In 1907, he married Marie-Louise Martin, a mathematician from the Ecole Normale Supérieure de Fontenay-aux-Roses.They had a son, Francis. Bernard died when he was finally overcome with tuberculosis.

==Publications==

- Etudes sur la tubérisation [Texte imprimé] / par M. Noe͏̈l Bernard / Paris : P. Dupont, 1901
- Etudes sur la tubérisation [Texte imprimé] / par Noël Bernard... / Paris : P. Dupont, 1902
- Mécanismes physiques d'actions parasitaires [Texte imprimé] / Noël Bernard / Caen, 1902
- Conditions physiques de la tubérisation chez les végétaux [Texte imprimé] / par M. Noel Bernard / [Paris : Gauthier-Villars, 1902]
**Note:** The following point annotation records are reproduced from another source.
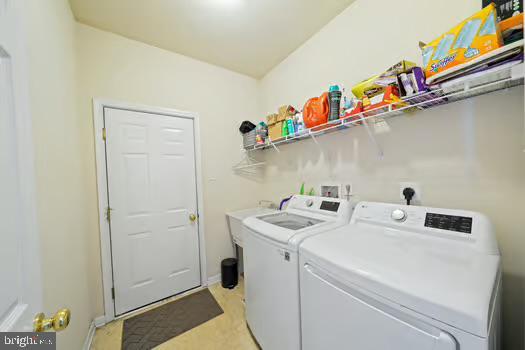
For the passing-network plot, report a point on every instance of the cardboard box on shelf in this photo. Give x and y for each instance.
(271, 119)
(275, 131)
(286, 111)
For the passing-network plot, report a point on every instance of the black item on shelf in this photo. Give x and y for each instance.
(229, 273)
(505, 8)
(246, 127)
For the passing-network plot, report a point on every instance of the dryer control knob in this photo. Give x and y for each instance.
(398, 215)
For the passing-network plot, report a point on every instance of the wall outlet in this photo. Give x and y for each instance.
(347, 190)
(415, 186)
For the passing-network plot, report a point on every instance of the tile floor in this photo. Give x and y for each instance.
(227, 331)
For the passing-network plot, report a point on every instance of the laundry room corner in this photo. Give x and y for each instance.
(478, 164)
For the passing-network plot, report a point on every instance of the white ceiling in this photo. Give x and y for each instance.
(246, 36)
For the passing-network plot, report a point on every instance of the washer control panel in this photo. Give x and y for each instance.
(398, 215)
(331, 207)
(449, 222)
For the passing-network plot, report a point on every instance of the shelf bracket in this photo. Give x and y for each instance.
(372, 137)
(275, 147)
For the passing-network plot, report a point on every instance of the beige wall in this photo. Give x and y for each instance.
(466, 155)
(59, 165)
(116, 68)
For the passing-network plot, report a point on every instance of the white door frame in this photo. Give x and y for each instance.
(30, 248)
(100, 155)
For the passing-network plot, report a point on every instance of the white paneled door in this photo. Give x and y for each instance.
(152, 198)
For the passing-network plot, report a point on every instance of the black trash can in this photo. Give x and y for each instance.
(229, 273)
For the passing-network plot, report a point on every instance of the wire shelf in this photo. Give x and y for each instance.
(495, 79)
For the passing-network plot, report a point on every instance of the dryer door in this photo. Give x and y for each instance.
(335, 316)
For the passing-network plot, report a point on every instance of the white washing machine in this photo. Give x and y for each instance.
(271, 269)
(402, 278)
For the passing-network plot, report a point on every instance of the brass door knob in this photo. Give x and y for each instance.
(58, 322)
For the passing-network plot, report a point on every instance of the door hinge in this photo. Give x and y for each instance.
(108, 214)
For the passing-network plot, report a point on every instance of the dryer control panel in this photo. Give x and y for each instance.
(464, 225)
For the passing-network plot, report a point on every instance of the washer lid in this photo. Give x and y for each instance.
(428, 275)
(283, 226)
(290, 221)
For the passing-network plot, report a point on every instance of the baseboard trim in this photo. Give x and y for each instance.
(89, 336)
(99, 321)
(214, 279)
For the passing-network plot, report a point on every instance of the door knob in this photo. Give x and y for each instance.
(58, 322)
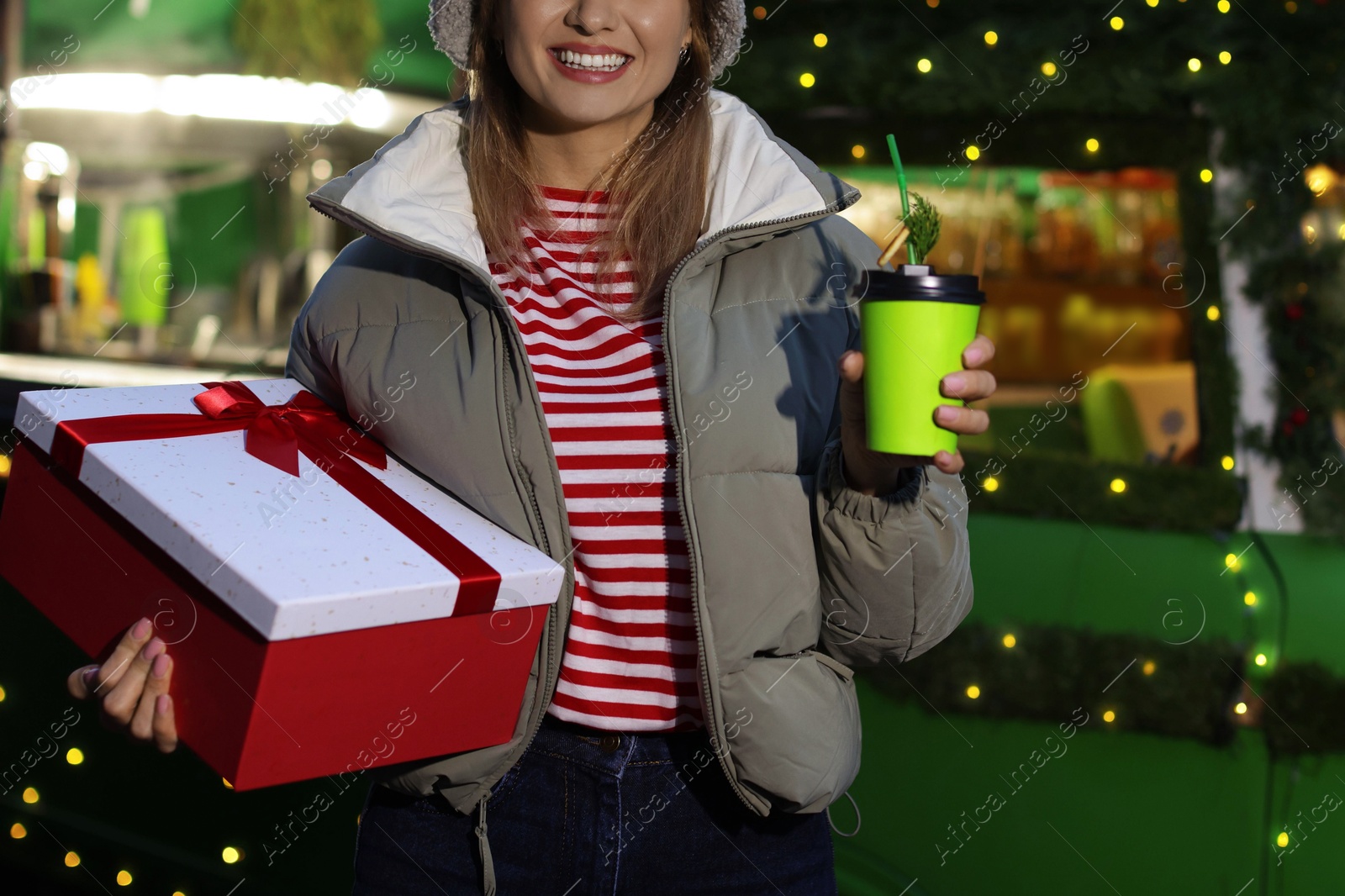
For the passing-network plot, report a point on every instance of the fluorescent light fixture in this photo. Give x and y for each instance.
(210, 96)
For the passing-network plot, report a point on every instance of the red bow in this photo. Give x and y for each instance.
(276, 435)
(275, 430)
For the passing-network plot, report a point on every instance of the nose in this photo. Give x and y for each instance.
(591, 17)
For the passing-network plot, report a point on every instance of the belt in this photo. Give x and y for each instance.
(605, 741)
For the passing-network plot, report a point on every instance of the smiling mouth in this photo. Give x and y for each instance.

- La germination des orchidées [Texte imprimé] / par M. Noel Bernard / [Paris : Gauthier-Villars, 1903]
- Nouvelles espèces d'endophytes d'orchidées [Texte imprimé] / par M. Noël Bernard / [Paris : Gauthier-Villars, 1905]
- Symbioses d'orchidées et de divers champignons endophytes [Texte imprimé] / par M. Noel Bernard / [Paris : Gauthier-Villars, 1906]
- Remarques sur l'immunité chez les plantes [Texte imprimé] / par Noël Bernard / Paris : Masson, 1909
- L'évolution des plantes / par Noël Bernard; préface de J. Costantin / Paris : F. Alcan, 1916
- Notions générales sur le paludisme et les moyens de le combattre dans les Centres agricoles et forestiers de la Cochinchine / Noel Bernard / Saïgon : Imprimerie Nouvelle Marcel Portail, 1919
- Principes de biologie végétale [Texte imprimé] / par Noël Bernard / Paris : Félix Alcan, 1921
- L'évolution des plantes [Texte imprimé] / par Noël Bernard,...; préf. de J. Costantin,... / Nouvelle éd. / Paris : Félix Alcan, 1932
- On the germination of Orchids [Texte imprimé] / by Noël Bernard... / London, [1907]
- La culture des orchidées dans ses rapports avec la symbiose [Texte imprimé] : conférence faite à Gand, le 24 avril 1908, aux membres du jury et aux exposants de la XVIe exposition internationale d'horticulture, à l'occasion du centenaire de la Société royale d'agriculture et de botanique de Gand : publiée par les soins de la Société / Noël Bernard / Gand (belgique) : E. Sacré, [1908?]
- L'évolution dans la symbiose [Texte imprimé] : les orchidées et leurs champignons commensaux / par Noël Bernard / Paris : Masson et Cie, Éditeurs, [1909?]